Criminalization of Mental Illness is a wide spread epidemic across the nation and rural settings are no exception. I happen to fall victim of just that and out come was unpleasant, not just for me but my family and friends. One who seeks help from the authorities should receive just that.........instead one comes out of jail a c 5/6 quadriplic.

lyribe said...

My son went off his meds in 1998, I asked the MH Systems for help to no avail. He committed a crime, we had a lawyer that told us to pled, Not Guilty by Reason of Insanity. What a mis-take. He has been in a Mental Institution for going on 13 years. I pray that one day he gets out. Seems it is easier to just put the Mental Ill away somewhere so not one has to deal with them. I presently work for the MH System in my town, these individuals did not ask for this illness. I want my son out and with me. I do not no where to turn. ly

Anonymous said...

My mentally ill family memnber has been made the underdog on more than one occasion under the new alliance with the local police dept. She is quite frightened by the process. Case in point: her abusive boy friend pounding on windows and entry doors of home she was visiting all night wanting access to her. When daylight fell, she opened the door to tell him one final time to leave. He tried to enter, she hit him and slammed and locked the door to protect her and her child. End result? She was arrested for assault. Charges were dropped only days later. There is more to the story, but this is an example of one mentally unstable persons journey further into, not away from mental illness with cities new alliances.

Anonymous said...

I am the parent of a 23 yr old son. He has suffered depression with psychotic features for over one year.
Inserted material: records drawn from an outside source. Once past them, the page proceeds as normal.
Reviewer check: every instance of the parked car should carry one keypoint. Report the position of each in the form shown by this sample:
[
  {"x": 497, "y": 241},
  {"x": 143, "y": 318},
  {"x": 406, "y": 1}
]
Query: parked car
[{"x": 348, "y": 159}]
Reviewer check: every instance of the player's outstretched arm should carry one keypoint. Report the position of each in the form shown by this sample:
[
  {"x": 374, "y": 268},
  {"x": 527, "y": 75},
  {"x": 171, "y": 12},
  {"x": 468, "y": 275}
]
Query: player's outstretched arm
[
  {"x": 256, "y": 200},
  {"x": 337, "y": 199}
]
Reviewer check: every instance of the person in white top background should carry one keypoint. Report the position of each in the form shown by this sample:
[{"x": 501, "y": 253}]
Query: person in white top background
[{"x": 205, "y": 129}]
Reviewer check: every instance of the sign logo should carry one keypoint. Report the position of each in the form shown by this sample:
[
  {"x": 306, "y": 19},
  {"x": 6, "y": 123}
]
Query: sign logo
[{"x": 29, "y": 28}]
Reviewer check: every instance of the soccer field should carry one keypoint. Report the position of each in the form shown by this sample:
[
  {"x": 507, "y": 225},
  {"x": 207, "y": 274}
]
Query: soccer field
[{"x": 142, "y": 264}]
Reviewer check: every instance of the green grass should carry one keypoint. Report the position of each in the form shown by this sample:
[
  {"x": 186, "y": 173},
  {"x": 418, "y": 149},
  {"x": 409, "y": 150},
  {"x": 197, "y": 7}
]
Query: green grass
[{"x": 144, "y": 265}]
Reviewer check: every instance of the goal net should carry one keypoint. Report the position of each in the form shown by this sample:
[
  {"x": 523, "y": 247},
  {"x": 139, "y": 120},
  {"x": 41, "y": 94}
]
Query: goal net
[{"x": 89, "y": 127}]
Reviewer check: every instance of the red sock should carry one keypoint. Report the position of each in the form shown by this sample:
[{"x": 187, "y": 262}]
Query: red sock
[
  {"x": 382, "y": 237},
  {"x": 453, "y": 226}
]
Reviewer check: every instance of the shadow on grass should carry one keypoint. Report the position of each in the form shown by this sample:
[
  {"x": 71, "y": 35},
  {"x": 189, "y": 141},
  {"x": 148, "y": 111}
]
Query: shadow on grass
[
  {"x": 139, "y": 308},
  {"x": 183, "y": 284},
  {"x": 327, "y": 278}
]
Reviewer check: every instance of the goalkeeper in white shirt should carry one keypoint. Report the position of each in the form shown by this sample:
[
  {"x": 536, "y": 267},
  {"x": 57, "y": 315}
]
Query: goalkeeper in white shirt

He has walked 25 miles until I have finally convinced him into the car, on more than one occasion. He has become paranoid and jumped out of our moving car multiple times. He wants to die but is a passive risk, would not care if someone else killed him. He was arrested when my husband called the police after our son put over 40 holes in our sheetrock, leaving notes about our lack of consrevation and saving the environment. My husband is a building contractor. This is second degree felony. We bonded him out, then 4 weeks later he was asked to leave an establishment, he did, but the officer continued to tell him to go, my son asked to have his rights read and the officer told he didnt have to do "nothing". My son put one fist up, then he was pepper sprayed twice and beaton with a baton. He was depressed and the stress brought on the adrenaline filled psychosis. He is facing another felony. We are not allowed to drop our charges so he is looking at time. He was never in troube before. A college grad with a degree in criminal justice 12/09..then his best friend commited suicide.He does not use drugs or drink and used to think clearly. He will not take any medication but forced committmnet for the depressive psychosis appears to be the only way he will not be in prison 5 or more years. Will this remain on his record...that he was committed and he's mentally unstable? We have had lawyer(one we found out is in the process of being disbarred) and an incompetent pyschiatrist who put him on an antidepressent without a mood stablizer that set off this cascade of events. I am an RN but I am lost for the answers.

James Morgan - Puritan Financial Advisor said...

The system that is meant to fix the people itself desperately needs to be fixed.

Anonymous said...

Nothing against the article, but I disagree with a couple of points to some extenct. I’m probably a minority though, lol. Thanks for sharing.